The Caption Center at WGBH invents broadcast captioning, providing open captions on TV for the first time. Closed captions, which viewers can choose to turn on or off, came along around 1980. (Photo: Courtesy of WGBH)
The French Chef with Julia Child, a WGBH production, airs on PBS with open captions created at WGBH. (Photo: Courtesy of WGBH)
WGBH’s Caption Center begins open-captioning ABC World News Tonight, for rebroadcast later in the evening, often providing additional news stories of special interest to people with hearing impairments as well as late-breaking news. (Photo: Courtesy of WGBH)
President Richard Nixon's second inaugural speech uses open captions — an American first. (Photo: Library of Congress)
WGBH’s ZOOM becomes the first children's series to be open-captioned. (Photo: Courtesy of WGBH)
Sesame Street becomes the first closed-captioned children's television program. (Photo: Charles Baum. Sesame Street excerpts provided courtesy of Sesame Workshop, New York, New York. © 1981 Sesame Workshop®, Sesame Street®, and associated characters, trademarks, and design elements are owned and licensed by Sesame Workshop. All rights reserved.)
Real-time closed captioning is introduced in the United States by the National Captioning Institute. (Photo: Courtesy of WGBH)
In a first for America, the Caption Center provides real-time captioning of the local news programs in Boston for two hours a day. | WGBH launches the first test of audio description for people who are blind or visually impaired on PBS’s American Playhouse. (Photo: Courtesy of WGBH)
Americans with Disabilities Act (ADA) passes on July 26. | WGBH wins a special Emmy from The National Academy of Television Arts and Sciences for bringing audio description to television. (Photo: Barry Thumma/AP Photo)
WGBH’s accessibility center, now known as The Carl and Ruth J. Shapiro Family National Center for Accessible Media (NCAM), was formed at WGBH as the research arm of the Media Access Group. (Photo: Courtesy of WGBH)
President Clinton's Inauguration is the first live event to have both captioning and audio description on PBS. (Photo: Library of Congress)
The Caption Center introduces relocatable roll-up captioning during the Winter Olympic Games for CBS, which ensures that important action or graphics are not obscured by captions.

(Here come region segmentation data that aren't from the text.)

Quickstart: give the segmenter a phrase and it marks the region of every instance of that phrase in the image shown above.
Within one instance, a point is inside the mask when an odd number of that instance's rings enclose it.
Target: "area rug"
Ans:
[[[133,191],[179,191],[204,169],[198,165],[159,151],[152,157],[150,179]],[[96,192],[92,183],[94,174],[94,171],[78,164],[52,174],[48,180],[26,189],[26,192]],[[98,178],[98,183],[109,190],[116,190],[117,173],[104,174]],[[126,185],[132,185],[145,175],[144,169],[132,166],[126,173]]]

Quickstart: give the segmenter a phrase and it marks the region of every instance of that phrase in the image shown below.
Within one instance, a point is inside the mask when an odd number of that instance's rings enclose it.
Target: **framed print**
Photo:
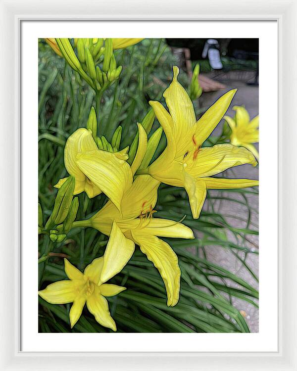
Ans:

MoPix’s movie theater captioning technology, Rear Window, premiers in 10 theaters across the country showing films captioned by WGBH’s Caption Center. MoPix displays captions on a small LED screen installed at individual theater seats. WGBH had received a US Patent for this technology in 1996, one of two patents held by WGBH in the area of accessibility. (Photo: Courtesy of WGBH)
WGBH develops MAGpie, the world's first do-it-yourself captioning application to be made available on the internet. (Photo: Courtesy of WGBH)
WGBH coordinates the description track of Stevie Wonder's "So What the Fuss," voiced by Busta Rhymes — the first-ever described music video.
NCAM publishes Effective Practices for Description of Science Content, which remains the standard for creating meaningful image descriptions for educational publishing and online materials. (Photo: Courtesy of WGBH)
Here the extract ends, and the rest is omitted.